Persönliche Erklärung zum 70. Jahrestag der Verkündigung der UN-Menschenrechtscharta

Frau Vorsteherin, sehr geehrte Damen und Herren, werte Gäste,

am 10. Dezember 1948 haben sich die Mitgliedsstaaten der Vereinten Nationen zu einer Allgemeinen Erklärung der Menschenrechte verständigt und diese gezeichnet. Sie wurde am 10. Dezember 1948 von der Generalversammlung der Vereinten Nationen in Paris verkündet. Der Kern dieser Erklärung besteht im Grundsatz: „Alle Menschen sind frei und gleich an Würde und Rechten geboren.“

In den vergangenen 70 Jahren wurde diese UN Menschenrechtscharta zum Maßstab an die Politik der Mitglieder der Vereinten Nationen. Die hier aufgenommenen Menschenrechte gehören auch für uns als gewählte und vereidigte Bezirksverordnete zu den elementaren, grundlegenden Rechten, ohne die ein geordnetes Miteinander nicht möglich ist.

Es ist kein Zufall, dass diese Erklärung so kurz nach dem Ende des 2. Weltkrieges verkündet worden ist. Gerade der vom deutschen Faschismus ausgehende Weltkrieg mit seinen vielen Millionen Opfern hat gezeigt, was für verheerende Auswirkungen die strikte Missachtung der Menschenrechte haben kann. In Konsequenz dieses fürchterlichen Krieges haben die Unterzeichnerstaaten sich dem Grundsatz der Gleichheit aller Menschen verpflichtet.

Das bedeutet nicht, dass alle Menschen identische Situationen vorfinden. Aber es verpflichtet, alle Menschen mit der gleichen Würde zu behandeln und ihnen die gleichen Entwicklungschancen zu ermöglichen. Auch für uns gilt der Artikel 1 dieser Charta, nachdem alle Menschen frei und gleich an Würde und Rechten sind und sich im Geiste der Brüderlichkeit begegnen sollen.

Rassismus, Diskriminierung wegen der Herkunft oder des Geschlechts, der eigenen Sexualität, der Religion und Ausländerfeindlichkeit widersprechen der hier beschlossenen Charta und sind deshalb von uns als gewählte Volksvertreter*innen zu bekämpfen.

Auf einer Konferenz der Vereinten Nationen wurde in Marrakesch ein globaler Pakt für eine sichere, geordnete und reguläre Migration im Sinne des Artikel 14 der Menschenrechtserklärung beschlossen. Unsere Regierung und 163 weitere Länder haben im 70. Jahr der Allgemeinen Erklärung über die Menschenrechte den Migrationspakt beschlossen.

Wenngleich ich als Linker viele Kritikpunkte zu den zu wenig dargestellten Fluchtursachen und Gründen für Kriege und Bürgerkriege habe, so begrüße ich, dass sich unsere Regierung und die Bundeskanzlerin Frau Merkel dem Ziel, nachdem die Arbeits- und Lebensbedingungen von Migranten verbessert werden sollen und dass Familien und Kinder besonderen Schutz erhalten werden, stellt.
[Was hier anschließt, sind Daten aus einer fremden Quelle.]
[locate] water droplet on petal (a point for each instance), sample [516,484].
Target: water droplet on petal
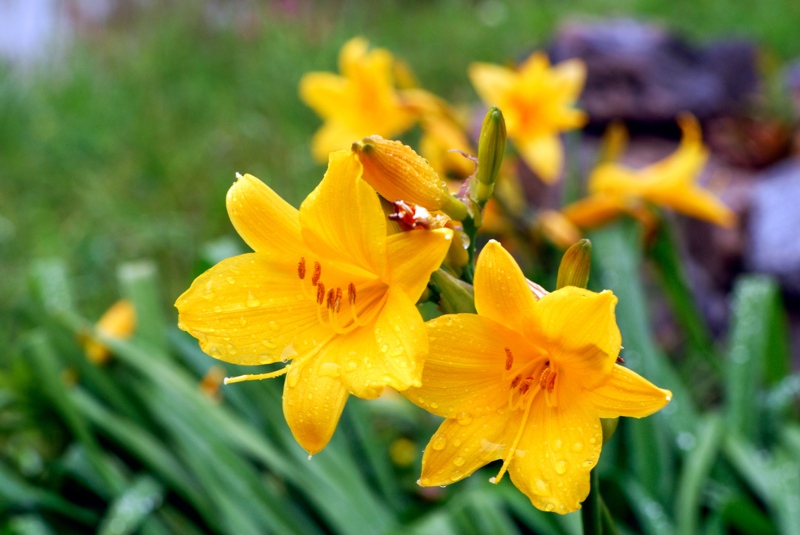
[560,467]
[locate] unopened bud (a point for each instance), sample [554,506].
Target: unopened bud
[456,296]
[398,173]
[575,265]
[491,147]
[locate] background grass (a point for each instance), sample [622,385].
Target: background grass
[124,149]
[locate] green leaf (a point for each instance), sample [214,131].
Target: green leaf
[696,469]
[132,506]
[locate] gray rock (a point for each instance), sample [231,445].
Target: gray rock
[774,227]
[642,73]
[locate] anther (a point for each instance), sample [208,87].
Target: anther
[337,302]
[548,380]
[331,297]
[317,274]
[351,293]
[526,384]
[320,293]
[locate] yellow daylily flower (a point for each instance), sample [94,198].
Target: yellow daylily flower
[325,288]
[671,182]
[361,102]
[527,381]
[118,321]
[538,104]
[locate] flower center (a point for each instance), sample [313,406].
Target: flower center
[364,298]
[524,388]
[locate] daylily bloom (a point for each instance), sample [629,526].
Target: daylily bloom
[118,321]
[537,102]
[325,287]
[671,182]
[362,102]
[527,380]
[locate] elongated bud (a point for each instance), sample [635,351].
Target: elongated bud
[609,426]
[400,174]
[491,148]
[575,265]
[456,296]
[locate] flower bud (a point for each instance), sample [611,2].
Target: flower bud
[575,265]
[399,173]
[456,296]
[491,147]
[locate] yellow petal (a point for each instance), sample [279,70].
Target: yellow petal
[491,82]
[248,310]
[544,154]
[501,290]
[627,393]
[581,326]
[119,321]
[332,136]
[342,218]
[594,210]
[312,403]
[324,92]
[390,353]
[558,448]
[267,223]
[413,256]
[464,373]
[458,449]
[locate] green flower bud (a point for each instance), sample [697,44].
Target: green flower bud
[491,147]
[456,296]
[575,265]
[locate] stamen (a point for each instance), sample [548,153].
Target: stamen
[351,293]
[331,296]
[320,292]
[514,444]
[509,359]
[255,377]
[317,274]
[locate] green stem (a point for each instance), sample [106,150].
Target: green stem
[590,512]
[606,520]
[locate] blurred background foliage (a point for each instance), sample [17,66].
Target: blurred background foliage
[121,147]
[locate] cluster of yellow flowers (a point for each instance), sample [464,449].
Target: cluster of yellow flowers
[519,374]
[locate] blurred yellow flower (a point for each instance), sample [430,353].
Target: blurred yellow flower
[361,102]
[538,104]
[325,287]
[527,381]
[671,182]
[119,321]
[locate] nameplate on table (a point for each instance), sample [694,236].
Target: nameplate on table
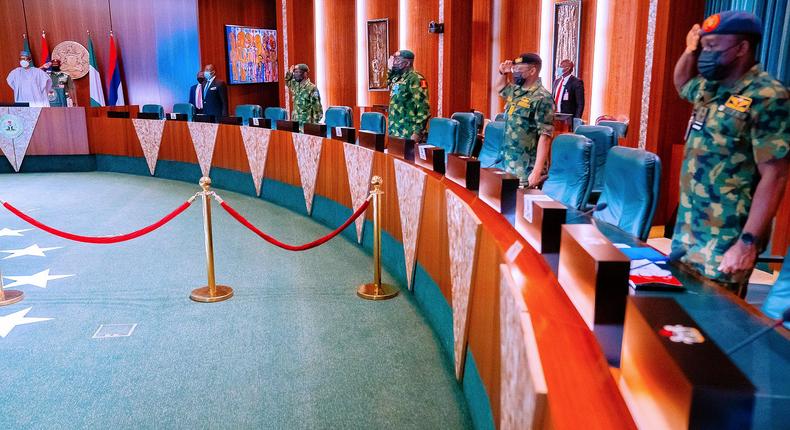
[464,171]
[672,375]
[539,219]
[594,274]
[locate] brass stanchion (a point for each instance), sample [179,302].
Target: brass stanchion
[377,290]
[9,297]
[212,292]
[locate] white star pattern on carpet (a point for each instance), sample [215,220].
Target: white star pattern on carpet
[39,280]
[8,322]
[32,250]
[11,232]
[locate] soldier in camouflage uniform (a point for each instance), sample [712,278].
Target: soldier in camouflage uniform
[63,93]
[736,163]
[529,119]
[306,99]
[409,109]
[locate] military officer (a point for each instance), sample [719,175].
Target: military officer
[409,108]
[529,119]
[736,165]
[306,98]
[63,93]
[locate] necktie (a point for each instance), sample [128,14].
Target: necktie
[199,97]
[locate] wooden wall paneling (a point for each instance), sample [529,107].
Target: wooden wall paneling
[93,15]
[13,24]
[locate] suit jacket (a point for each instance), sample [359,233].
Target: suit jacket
[572,97]
[215,99]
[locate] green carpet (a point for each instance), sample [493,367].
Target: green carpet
[295,347]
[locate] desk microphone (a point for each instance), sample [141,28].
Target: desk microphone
[785,318]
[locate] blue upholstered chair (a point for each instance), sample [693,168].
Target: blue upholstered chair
[467,133]
[572,170]
[779,296]
[374,122]
[443,132]
[493,136]
[338,116]
[154,109]
[248,111]
[603,140]
[185,108]
[275,114]
[620,128]
[630,190]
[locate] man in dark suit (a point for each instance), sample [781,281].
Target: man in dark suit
[568,91]
[196,93]
[215,94]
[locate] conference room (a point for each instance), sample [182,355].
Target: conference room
[427,214]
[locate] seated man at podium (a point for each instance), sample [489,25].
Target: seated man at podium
[30,84]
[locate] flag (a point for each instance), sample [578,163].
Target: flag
[115,93]
[44,49]
[97,92]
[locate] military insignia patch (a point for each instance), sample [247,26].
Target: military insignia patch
[739,103]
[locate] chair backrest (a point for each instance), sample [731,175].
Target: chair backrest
[338,116]
[572,170]
[248,111]
[374,122]
[467,133]
[275,113]
[443,132]
[493,135]
[603,140]
[630,190]
[778,298]
[620,128]
[158,109]
[187,108]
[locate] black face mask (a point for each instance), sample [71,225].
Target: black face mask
[710,65]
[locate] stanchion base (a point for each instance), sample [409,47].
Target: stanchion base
[10,297]
[223,292]
[377,292]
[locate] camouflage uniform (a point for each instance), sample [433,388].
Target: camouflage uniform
[529,113]
[409,109]
[307,100]
[736,129]
[63,93]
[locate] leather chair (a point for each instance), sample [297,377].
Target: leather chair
[373,122]
[572,170]
[778,298]
[493,136]
[443,132]
[154,109]
[338,116]
[467,133]
[620,128]
[248,111]
[630,190]
[275,114]
[603,140]
[185,108]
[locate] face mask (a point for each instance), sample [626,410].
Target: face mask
[711,66]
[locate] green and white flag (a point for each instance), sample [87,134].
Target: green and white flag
[97,90]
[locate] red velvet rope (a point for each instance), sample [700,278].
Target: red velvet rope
[99,239]
[286,246]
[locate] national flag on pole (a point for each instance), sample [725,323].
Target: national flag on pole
[45,58]
[115,93]
[97,91]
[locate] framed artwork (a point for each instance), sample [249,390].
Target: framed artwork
[252,55]
[378,54]
[567,32]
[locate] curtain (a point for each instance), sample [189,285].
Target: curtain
[774,51]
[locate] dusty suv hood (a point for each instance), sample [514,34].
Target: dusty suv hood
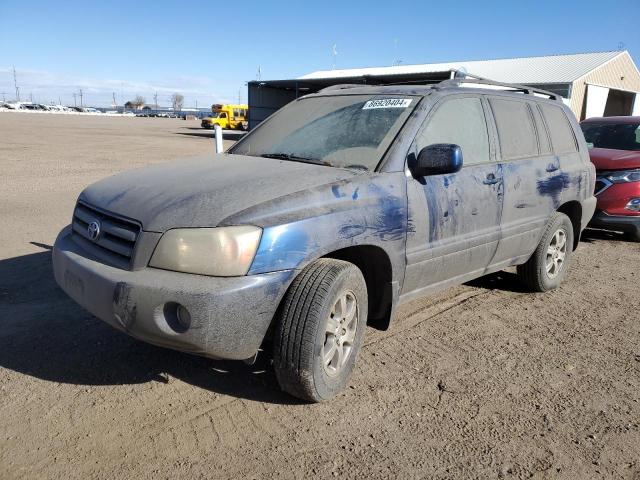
[203,191]
[610,159]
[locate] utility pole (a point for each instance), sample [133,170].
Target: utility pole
[334,50]
[15,84]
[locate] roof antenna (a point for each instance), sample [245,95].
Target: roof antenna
[460,73]
[334,50]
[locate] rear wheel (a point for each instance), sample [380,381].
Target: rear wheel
[548,265]
[320,329]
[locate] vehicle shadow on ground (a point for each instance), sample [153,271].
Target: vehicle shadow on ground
[44,334]
[505,281]
[233,135]
[590,236]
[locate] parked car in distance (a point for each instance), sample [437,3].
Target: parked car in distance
[327,216]
[227,117]
[614,144]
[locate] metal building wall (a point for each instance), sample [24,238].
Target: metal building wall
[619,73]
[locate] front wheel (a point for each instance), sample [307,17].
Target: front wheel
[320,329]
[548,265]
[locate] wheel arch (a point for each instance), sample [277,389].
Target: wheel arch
[573,210]
[377,270]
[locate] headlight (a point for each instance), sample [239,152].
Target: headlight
[633,205]
[220,252]
[624,176]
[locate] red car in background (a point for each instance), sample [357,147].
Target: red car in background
[614,147]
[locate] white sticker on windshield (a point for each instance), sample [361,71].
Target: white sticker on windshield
[387,103]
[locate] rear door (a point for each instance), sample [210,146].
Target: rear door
[529,168]
[454,220]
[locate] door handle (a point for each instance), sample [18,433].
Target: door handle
[491,179]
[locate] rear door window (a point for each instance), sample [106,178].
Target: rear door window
[543,135]
[562,137]
[460,121]
[516,132]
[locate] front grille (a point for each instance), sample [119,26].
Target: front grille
[116,239]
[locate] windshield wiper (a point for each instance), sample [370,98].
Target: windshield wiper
[287,156]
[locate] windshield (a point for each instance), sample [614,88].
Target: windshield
[351,131]
[621,136]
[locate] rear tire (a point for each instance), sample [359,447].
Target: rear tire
[547,267]
[320,329]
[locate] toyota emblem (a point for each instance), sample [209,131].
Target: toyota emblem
[93,229]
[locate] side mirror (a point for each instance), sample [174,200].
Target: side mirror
[437,159]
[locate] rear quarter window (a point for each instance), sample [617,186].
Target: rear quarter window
[516,132]
[562,136]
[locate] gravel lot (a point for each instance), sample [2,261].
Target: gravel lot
[480,381]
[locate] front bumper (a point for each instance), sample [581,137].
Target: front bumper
[617,223]
[229,316]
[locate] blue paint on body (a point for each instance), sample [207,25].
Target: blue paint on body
[336,191]
[553,187]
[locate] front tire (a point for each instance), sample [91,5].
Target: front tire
[320,329]
[547,267]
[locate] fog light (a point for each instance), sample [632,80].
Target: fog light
[177,317]
[633,205]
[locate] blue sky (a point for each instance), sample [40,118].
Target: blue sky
[208,50]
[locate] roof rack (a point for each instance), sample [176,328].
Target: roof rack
[343,86]
[456,82]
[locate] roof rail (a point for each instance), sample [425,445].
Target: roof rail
[343,86]
[456,82]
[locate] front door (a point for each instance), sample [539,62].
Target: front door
[454,220]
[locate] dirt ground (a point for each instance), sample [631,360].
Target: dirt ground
[480,381]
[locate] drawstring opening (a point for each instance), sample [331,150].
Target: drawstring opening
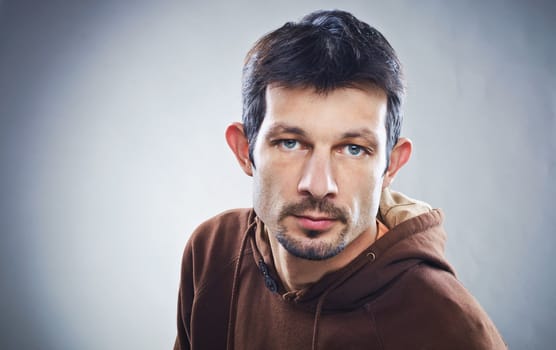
[235,288]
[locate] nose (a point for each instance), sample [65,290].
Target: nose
[318,178]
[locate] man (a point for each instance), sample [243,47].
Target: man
[329,257]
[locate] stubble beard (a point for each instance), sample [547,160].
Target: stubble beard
[313,248]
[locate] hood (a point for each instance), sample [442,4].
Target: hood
[415,236]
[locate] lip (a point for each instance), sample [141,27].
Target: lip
[315,223]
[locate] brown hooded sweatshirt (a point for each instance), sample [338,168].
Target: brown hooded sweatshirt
[400,293]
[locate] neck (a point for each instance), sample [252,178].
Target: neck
[297,273]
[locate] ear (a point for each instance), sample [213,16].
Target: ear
[398,157]
[238,143]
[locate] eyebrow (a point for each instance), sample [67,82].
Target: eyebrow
[363,133]
[280,128]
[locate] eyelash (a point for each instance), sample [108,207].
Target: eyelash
[282,144]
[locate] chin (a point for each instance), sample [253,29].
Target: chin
[312,247]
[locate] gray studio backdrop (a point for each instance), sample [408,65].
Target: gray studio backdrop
[112,120]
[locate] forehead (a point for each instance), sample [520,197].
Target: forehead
[334,111]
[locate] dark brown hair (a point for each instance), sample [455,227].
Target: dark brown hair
[325,50]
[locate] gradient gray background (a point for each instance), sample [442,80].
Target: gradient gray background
[112,150]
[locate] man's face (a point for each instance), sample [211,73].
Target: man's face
[320,160]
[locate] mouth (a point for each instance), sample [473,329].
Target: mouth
[315,223]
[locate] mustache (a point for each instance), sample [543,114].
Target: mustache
[323,206]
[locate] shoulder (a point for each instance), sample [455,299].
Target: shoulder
[222,233]
[438,311]
[455,313]
[213,248]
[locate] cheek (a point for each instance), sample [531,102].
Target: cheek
[365,195]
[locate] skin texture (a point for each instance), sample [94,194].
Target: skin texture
[320,161]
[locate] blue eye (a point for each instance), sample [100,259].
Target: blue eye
[354,150]
[289,144]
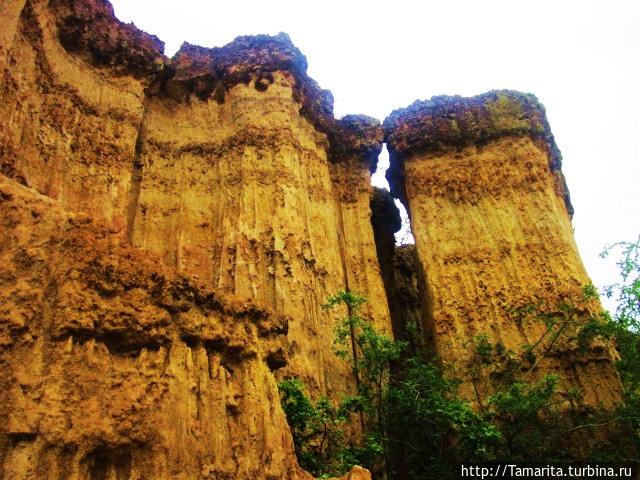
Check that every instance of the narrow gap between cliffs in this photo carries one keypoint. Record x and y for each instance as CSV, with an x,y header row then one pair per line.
x,y
404,236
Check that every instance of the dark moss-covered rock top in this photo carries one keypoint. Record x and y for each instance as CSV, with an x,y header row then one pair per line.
x,y
444,121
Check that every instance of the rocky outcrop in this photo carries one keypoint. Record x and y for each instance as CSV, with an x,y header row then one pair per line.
x,y
171,228
490,214
222,168
114,364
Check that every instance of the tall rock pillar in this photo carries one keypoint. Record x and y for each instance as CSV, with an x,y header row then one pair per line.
x,y
491,217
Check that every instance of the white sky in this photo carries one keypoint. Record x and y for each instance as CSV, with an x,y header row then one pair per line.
x,y
581,58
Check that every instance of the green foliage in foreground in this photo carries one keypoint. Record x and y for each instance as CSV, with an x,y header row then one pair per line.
x,y
407,420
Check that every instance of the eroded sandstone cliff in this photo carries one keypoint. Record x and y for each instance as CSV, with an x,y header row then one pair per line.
x,y
491,217
170,230
227,165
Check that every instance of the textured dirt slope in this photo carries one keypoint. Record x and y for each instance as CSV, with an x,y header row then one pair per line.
x,y
229,165
114,365
491,218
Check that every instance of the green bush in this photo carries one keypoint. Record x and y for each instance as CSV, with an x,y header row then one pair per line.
x,y
410,421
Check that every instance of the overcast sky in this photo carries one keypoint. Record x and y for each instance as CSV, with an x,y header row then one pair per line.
x,y
581,58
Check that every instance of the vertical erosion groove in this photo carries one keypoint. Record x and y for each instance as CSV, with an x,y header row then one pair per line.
x,y
136,174
403,278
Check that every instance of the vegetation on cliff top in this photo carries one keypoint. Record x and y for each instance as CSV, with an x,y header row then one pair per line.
x,y
407,420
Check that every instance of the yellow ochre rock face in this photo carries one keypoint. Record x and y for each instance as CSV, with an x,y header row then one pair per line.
x,y
145,204
171,228
491,219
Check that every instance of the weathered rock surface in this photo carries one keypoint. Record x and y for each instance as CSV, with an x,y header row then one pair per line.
x,y
490,214
170,230
115,366
225,163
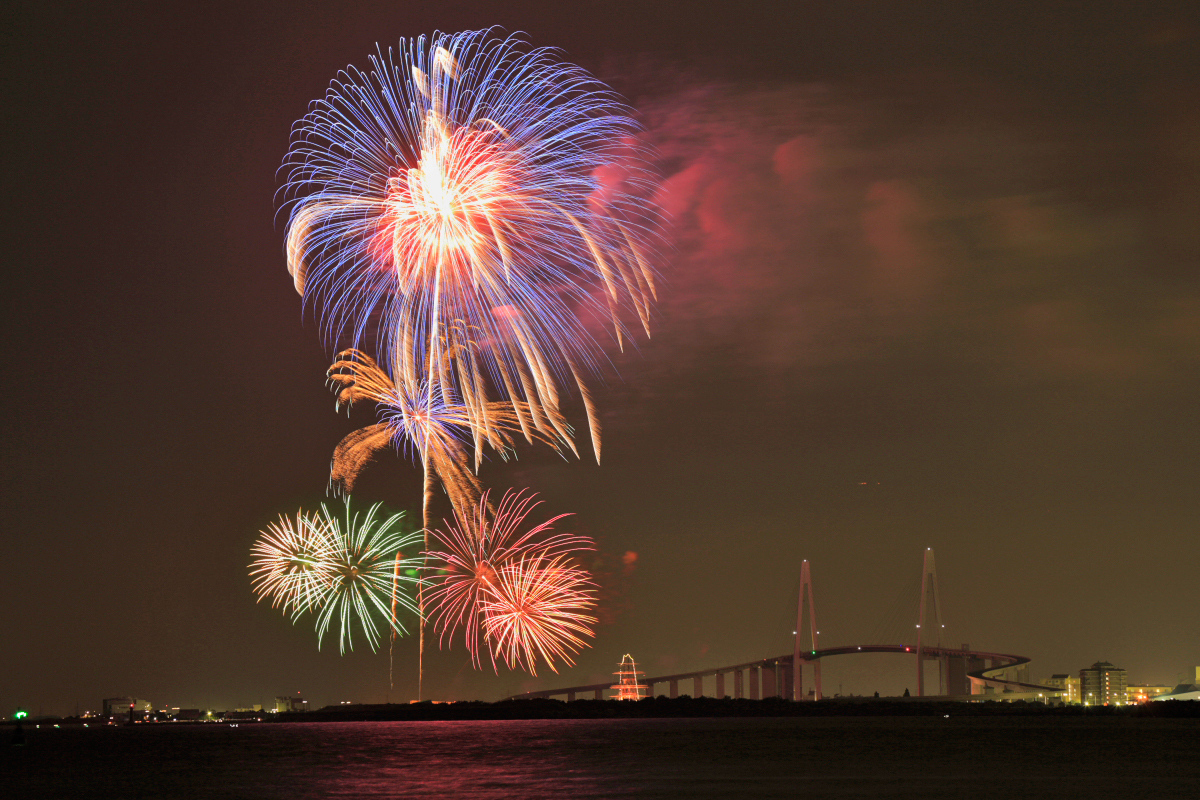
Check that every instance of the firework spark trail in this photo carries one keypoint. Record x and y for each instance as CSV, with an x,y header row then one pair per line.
x,y
423,423
449,199
537,607
293,564
345,567
474,551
Für uns als Mitglieder der Bezirksverordnetenversammlung ergibt sich die Verantwortung, alle Möglichkeiten der Selbstbestimmung von Menschen mit Migrationshintergrund und Flüchtlingen zu nutzen und durch eigene Anstrengungen die Voraussetzungen für deren Integration zu gewähren.

Dabei wünsche ich uns viel Erfolg!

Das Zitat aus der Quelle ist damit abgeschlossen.